Using open_dataset with fields that might be numbers but are not fails:
Reprex:
td <- tempfile()
dir.create(td)
dat <- data.frame(fieldA=rep(as.character(1:3), each=3), fieldB=1:9)
for (d in unique(dat$fieldA)) {
dir.create(file.path(td, paste0("fieldA=", d)), showWarning = FALSE)
arrow::write_parquet(subset(dat, fieldA==d), file.path(td, paste0("fieldA=", d), "1.pq"))
}
list.files(td, recursive=TRUE)
# [1] "fieldA=1/1.pq" "fieldA=2/1.pq" "fieldA=3/1.pq"
If I had instead used arrow::write_dataset, the "fieldA" would be omitted, which may be the only way I have around this ... but for the sake of the reprex, assume that the partitioning variable is still present in the data.
arrow::open_dataset(file.path(td, "fieldA=1")) |>
dplyr::collect()
# # A tibble: 3 × 2
# fieldA fieldB
# <chr> <int>
# 1 1 1
# 2 1 2
# 3 1 3
arrow::open_dataset(td) |>
dplyr::collect()
# Error in arrow::open_dataset(td) :
# Type error: Unable to merge: Field fieldA has incompatible types: string vs int32
The class of fieldA is character going into the write, and when one file is read it retains that class.
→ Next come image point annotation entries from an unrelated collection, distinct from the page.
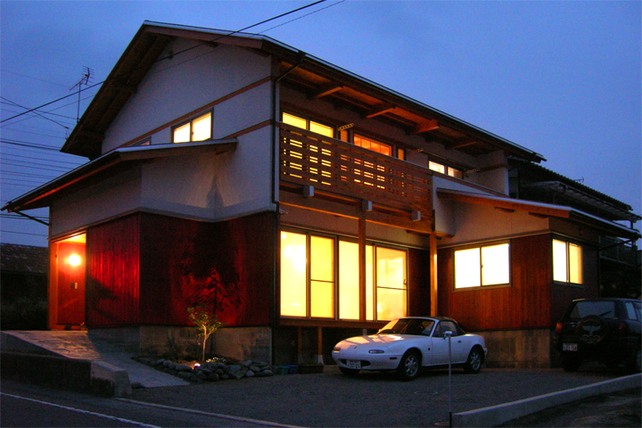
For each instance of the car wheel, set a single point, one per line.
(570, 363)
(409, 366)
(634, 364)
(475, 360)
(593, 331)
(349, 372)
If we write the "normal way" where fieldA is omitted in the target parquet file, then it is read in as integer.
Because the real data has a number of columns, I would prefer to use the schema already defined in the data, and I don't want to have to define the schema for all columns. If I try to override just one with schema=arrow::schema(fieldA=arrow::string()) then that's the only column retrieved.
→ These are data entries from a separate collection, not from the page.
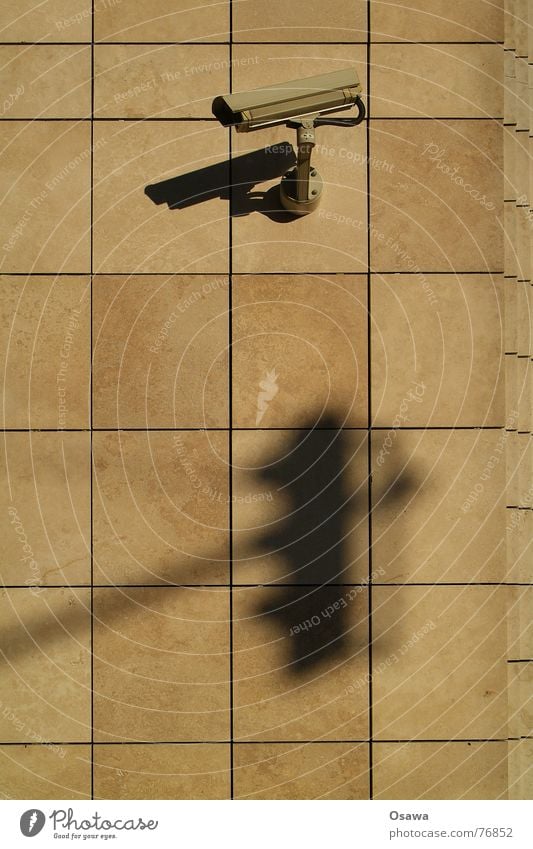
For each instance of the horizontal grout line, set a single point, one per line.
(361, 43)
(256, 742)
(96, 120)
(287, 428)
(209, 118)
(266, 585)
(362, 274)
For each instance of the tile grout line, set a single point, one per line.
(400, 429)
(230, 412)
(99, 44)
(369, 417)
(91, 234)
(452, 272)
There are times where it is necessary to read in individual files instead of relying on arrow's nice lazy filtering on a connection, so I'd like to be able to read an individual file without losing the partition directory variable (which would happen if I used write_dataset).
Am I stuck with removing the partitioning variable from the data? Is there another way to specify the schema for a partition field without having to specify fields' schema?